I'm leaving my original review below for transparency, accountability, whatever you want to call it. I think I just prefer to amend rather than delete things.
 

It's hard to know what to even say about this book except I think it made me feel every feeling I can even name. The late 80s must have been the scariest time in human history to be a teenage boy realizing he's in love with another teenage boy. These kids kept breaking my heart and then putting it back together again, so many times. 

Favorite Quotes:

"We have to go home."
"I'm already home. I'm with you."

"But in this house, Ari, there is only belonging. You belong to us. And we belong to you."
"But isn't it wrong to be gay? Everybody seems to think so."
"Not everybody. That's a cheap and mean morality. Your aunt Ophelia took the words I don't belong and wrote them on her heart. It took her a long time to take those words and throw them out of her body. She threw out those words one letter at a time."

"Mom, why didn't anybody tell me that love hurts so much?"
"If I had told you, would it have changed anything?"

Dante slipped off his tennis shoes, and he said, "I've been writing a poem for you. I haven't finished it yet—but I have the ending. 'You're every street I've ever walked. You're the tree outside my window, you're a sparrow as he flies. You're the book that I am reading. You're every poem I've ever loved.'"

"Just because you don't think that you're anything special doesn't mean I agree with you."

It was so easy just to be with Dante. When we touched, it seemed like it was something pure. What wasn't easy was learning how to live in the world, with all of its judgments. Those judgments managed to make their way into my body. It was like swimming in a storm at sea. Any minute, you could drown. At least it felt like that. One minute the sea was calm. And then there was a storm. And the problem, with me, anyway, was that the storm lived inside me.

But here we are, we're in it, this world that does not want us, a world that will never love us, a world that would choose to destroy us rather than make a space for us even though there is more than enough room.

"How come people aren't as sincere as dogs? Tell me. What's your secret?" She looked at me intently with her dark, dark eyes, and I knew that even though dogs didn't understand the language of human beings, they did understand the language of love.

A lot of adults had to say something about my looks, which I always found interesting. I didn't have anything to do with the face I was born with. And it didn't mean that I was a good guy. And it didn't mean that I was a bad guy either.

If we're lucky. If we're very lucky, the universe will send us the people we need to survive.

I'd never found it difficult to keep my mouth shut—but maybe I should think about keeping my mind shut when it came to judging the things other people did that I didn't understand.

Dante asked me what I was thinking. And I said, "My dad told me that during the Vietnam War, there was a body count. He said that the country was counting bodies when they should have been studying the faces of the young men who had been killed. I was thinking that the same thing is happening with the AIDS epidemic."

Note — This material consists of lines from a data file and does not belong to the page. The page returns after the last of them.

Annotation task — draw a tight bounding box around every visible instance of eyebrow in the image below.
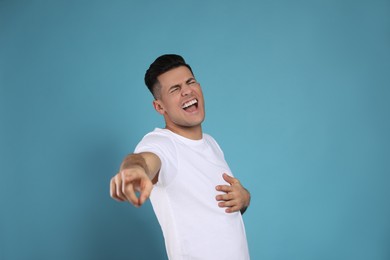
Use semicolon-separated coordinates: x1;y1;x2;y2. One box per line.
168;78;196;91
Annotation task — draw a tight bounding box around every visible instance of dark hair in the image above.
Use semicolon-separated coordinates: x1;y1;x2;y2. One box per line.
145;54;194;98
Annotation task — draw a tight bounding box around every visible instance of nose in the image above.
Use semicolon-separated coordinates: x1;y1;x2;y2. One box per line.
181;84;192;97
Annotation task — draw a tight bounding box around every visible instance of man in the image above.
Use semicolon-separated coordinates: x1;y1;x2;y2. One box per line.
110;54;250;260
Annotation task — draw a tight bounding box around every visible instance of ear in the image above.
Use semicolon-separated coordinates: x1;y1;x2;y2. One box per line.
153;99;164;115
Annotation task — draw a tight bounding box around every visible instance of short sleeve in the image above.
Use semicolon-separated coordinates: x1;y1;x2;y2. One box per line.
134;132;177;186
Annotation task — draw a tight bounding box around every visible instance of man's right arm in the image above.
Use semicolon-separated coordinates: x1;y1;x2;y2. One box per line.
110;152;161;207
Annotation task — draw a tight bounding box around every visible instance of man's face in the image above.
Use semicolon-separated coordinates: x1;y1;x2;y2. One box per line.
154;66;205;131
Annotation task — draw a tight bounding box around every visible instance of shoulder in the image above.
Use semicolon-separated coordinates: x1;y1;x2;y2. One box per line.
136;128;175;151
203;133;223;154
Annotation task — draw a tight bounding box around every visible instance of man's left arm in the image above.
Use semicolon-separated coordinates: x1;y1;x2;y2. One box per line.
215;173;251;214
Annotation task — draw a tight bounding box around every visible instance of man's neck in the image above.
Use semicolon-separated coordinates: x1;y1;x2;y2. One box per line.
165;125;203;140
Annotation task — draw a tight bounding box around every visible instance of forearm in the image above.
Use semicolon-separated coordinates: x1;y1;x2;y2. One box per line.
120;153;161;183
119;153;149;176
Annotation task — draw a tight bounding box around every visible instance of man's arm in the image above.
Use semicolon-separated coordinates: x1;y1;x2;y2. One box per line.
215;173;251;214
110;153;161;207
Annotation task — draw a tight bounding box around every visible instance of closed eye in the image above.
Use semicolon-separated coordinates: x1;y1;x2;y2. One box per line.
169;86;180;93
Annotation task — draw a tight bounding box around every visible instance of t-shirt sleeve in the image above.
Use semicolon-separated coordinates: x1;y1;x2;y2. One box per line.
134;132;177;186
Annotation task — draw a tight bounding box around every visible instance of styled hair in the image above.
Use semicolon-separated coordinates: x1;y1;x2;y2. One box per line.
145;54;194;98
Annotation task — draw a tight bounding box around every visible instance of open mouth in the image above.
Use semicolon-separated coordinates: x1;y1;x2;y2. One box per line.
181;99;198;112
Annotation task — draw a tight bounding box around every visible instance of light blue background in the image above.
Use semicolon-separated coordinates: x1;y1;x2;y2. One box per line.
0;0;390;260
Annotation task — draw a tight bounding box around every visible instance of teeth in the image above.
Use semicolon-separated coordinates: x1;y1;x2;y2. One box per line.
182;99;198;108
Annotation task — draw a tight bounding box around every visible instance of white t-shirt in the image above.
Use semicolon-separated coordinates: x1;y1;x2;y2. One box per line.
135;128;249;260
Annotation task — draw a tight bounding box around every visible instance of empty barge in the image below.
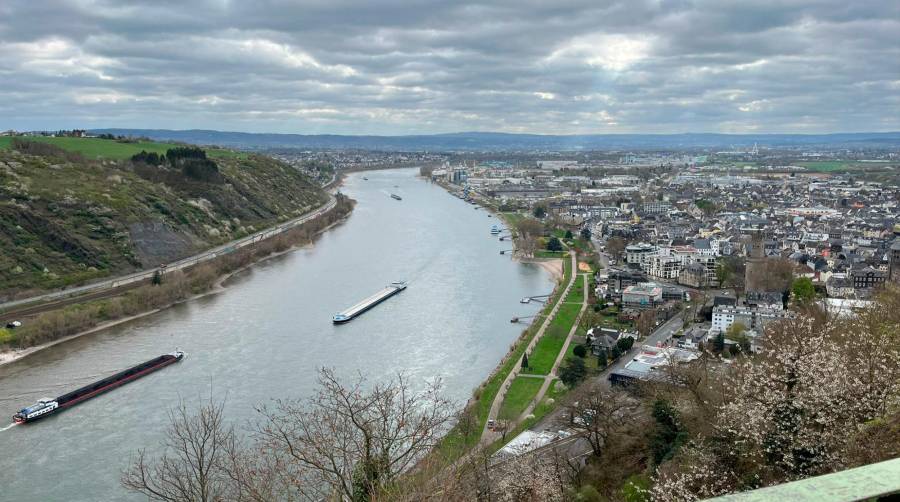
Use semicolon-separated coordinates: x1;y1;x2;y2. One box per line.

I wanted us to be lovers because I liked that word. It was a word that appeared in some books I'd read. But seventeen-year-olds didn't have lovers—because we weren't adults, and only adults had lovers. Seventeen-year-olds only had sex that they weren't supposed to be having—but it didn't have anything to do with love, because that's what we were told—because we didn't know anything about love. But I didn't believe that.
Nobody was going to tell me that I didn't love Dante. Not anybody.

Sometimes, when I was in Dante's presence, I felt that I knew everything there was to know about love. But, for me, to love was one thing. To let yourself be loved, well, that was the most difficult thing of all.

We stood there in the silence of the desert—and he kissed me. And in that moment, I thought that we were the center of the universe. Couldn't the universe see us?
He kissed me and I kissed him back. Let the universe see. Let the sky see. Let the passing clouds see. He kissed me. Let the plants of the desert see. Let the desert willows, let the distant mountains, let the lizards and the snakes and the desert birds and roadrunners see. I kissed him back. Let the sands of the desert see. Let the night come—and let the stars see two young men kissing.